FORT WORTH (CBSDFW.COM/CNN) - They were grounded after two deadly crashes that took the lives of every passenger and crew member onboard, now Fort Worth-based American Airlines is planning to return the Boeing 737 Max to service.
While officials say the return-to-service dates are "highly dependent" on recertification from the Federal Aviation Administration, the airline is looking to have for passenger flights on the Max jets in the air by the end of the year.
The Max has been grounded worldwide since March 2019 following two crashes that killed a total of 346 people.
American said after it's certified, it would phase in the 737 Max, beginning with a daily 737 Max flight once-a-day between Miami and New York, starting December 29 through January 4. It will also consider extending flights beyond that time period.

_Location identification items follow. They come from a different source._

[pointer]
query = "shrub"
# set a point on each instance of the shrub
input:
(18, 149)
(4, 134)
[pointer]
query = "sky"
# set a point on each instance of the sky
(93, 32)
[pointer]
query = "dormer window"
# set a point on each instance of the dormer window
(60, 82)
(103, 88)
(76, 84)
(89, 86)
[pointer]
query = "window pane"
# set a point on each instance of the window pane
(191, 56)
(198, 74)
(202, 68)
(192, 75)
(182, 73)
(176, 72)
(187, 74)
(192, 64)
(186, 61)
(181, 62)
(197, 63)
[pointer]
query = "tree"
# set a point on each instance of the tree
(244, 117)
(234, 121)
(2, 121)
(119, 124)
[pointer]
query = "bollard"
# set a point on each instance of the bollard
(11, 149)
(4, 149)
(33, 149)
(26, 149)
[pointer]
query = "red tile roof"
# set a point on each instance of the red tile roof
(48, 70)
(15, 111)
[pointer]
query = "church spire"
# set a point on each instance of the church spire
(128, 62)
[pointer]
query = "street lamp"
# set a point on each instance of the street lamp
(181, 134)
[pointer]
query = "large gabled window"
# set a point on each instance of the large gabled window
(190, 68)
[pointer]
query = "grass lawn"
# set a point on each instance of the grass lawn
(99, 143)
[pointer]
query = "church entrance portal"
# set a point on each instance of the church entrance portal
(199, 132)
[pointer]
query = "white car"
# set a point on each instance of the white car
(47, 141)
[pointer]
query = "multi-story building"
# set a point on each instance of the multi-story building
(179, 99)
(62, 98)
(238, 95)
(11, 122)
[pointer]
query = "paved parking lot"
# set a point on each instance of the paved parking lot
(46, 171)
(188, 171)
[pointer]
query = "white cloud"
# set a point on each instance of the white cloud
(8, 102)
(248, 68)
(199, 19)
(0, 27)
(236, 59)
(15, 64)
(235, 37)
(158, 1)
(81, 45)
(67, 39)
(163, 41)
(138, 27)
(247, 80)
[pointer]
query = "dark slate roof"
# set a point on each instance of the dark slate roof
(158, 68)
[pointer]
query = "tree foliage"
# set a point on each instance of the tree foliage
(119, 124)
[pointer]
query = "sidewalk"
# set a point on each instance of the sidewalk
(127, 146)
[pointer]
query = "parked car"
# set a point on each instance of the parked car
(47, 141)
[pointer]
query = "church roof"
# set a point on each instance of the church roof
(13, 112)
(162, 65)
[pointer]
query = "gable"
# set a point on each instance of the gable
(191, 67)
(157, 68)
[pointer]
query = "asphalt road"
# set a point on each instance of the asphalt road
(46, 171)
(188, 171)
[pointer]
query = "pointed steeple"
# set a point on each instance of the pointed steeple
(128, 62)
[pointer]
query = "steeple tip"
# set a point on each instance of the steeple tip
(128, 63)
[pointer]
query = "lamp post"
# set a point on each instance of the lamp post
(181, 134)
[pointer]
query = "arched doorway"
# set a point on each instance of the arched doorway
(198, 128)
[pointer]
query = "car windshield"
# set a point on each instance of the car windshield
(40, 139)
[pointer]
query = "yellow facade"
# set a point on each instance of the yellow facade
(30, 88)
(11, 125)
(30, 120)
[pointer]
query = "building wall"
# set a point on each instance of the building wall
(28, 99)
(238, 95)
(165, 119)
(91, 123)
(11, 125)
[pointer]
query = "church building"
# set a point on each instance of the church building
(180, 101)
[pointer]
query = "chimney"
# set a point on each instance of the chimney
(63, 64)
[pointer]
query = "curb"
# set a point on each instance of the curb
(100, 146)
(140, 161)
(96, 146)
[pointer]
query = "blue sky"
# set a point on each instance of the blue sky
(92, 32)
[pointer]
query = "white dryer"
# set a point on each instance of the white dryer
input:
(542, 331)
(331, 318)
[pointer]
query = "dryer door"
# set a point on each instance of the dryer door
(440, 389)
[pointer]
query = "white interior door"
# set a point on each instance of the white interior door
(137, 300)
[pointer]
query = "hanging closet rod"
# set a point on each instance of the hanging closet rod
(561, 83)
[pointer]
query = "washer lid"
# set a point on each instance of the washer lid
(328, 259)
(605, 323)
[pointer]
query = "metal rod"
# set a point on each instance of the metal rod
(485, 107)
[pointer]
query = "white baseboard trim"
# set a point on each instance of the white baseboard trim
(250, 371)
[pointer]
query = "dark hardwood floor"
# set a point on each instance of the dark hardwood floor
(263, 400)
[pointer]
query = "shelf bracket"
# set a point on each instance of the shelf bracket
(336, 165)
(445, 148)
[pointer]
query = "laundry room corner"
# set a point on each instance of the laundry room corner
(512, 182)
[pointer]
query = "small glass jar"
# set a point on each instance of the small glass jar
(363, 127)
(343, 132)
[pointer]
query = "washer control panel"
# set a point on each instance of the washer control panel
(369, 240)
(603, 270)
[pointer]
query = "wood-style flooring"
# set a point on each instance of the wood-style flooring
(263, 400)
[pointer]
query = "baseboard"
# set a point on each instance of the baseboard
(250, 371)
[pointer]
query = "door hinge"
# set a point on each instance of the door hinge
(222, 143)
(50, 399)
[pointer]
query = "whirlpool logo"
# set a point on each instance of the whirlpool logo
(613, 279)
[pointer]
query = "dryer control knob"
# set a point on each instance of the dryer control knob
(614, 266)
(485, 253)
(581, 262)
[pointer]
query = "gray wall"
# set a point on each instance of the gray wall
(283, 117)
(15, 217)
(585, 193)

"We remain in contact with the FAA and Boeing on the certification process and we'll continue to update our plans based on when the aircraft is certified," the company said in a statement.
The new slate of flights will be available for booking as early as October 24 and customers will be made aware they will be flying on a Max, the airline said.
The announcement follows American's cut of 9,000 jobs after calls for more coronavirus federal aid failed. The airline is also expected to report earnings on October 22. In the first half of the year, the company lost $5 billion, as the coronavirus pandemic continues to take its toll on the airline industry.
Earlier in October, the FAA published a draft of the proposed pilot training for the Max — just one of a half-dozen procedural steps the agency has laid out that will need to be completed before it grants final approval for airlines to fly the plane again. On Friday, EU Aviation Safety Agency confirmed it is also getting close to giving the all-clear. But it will still take more than a month to complete that final approval.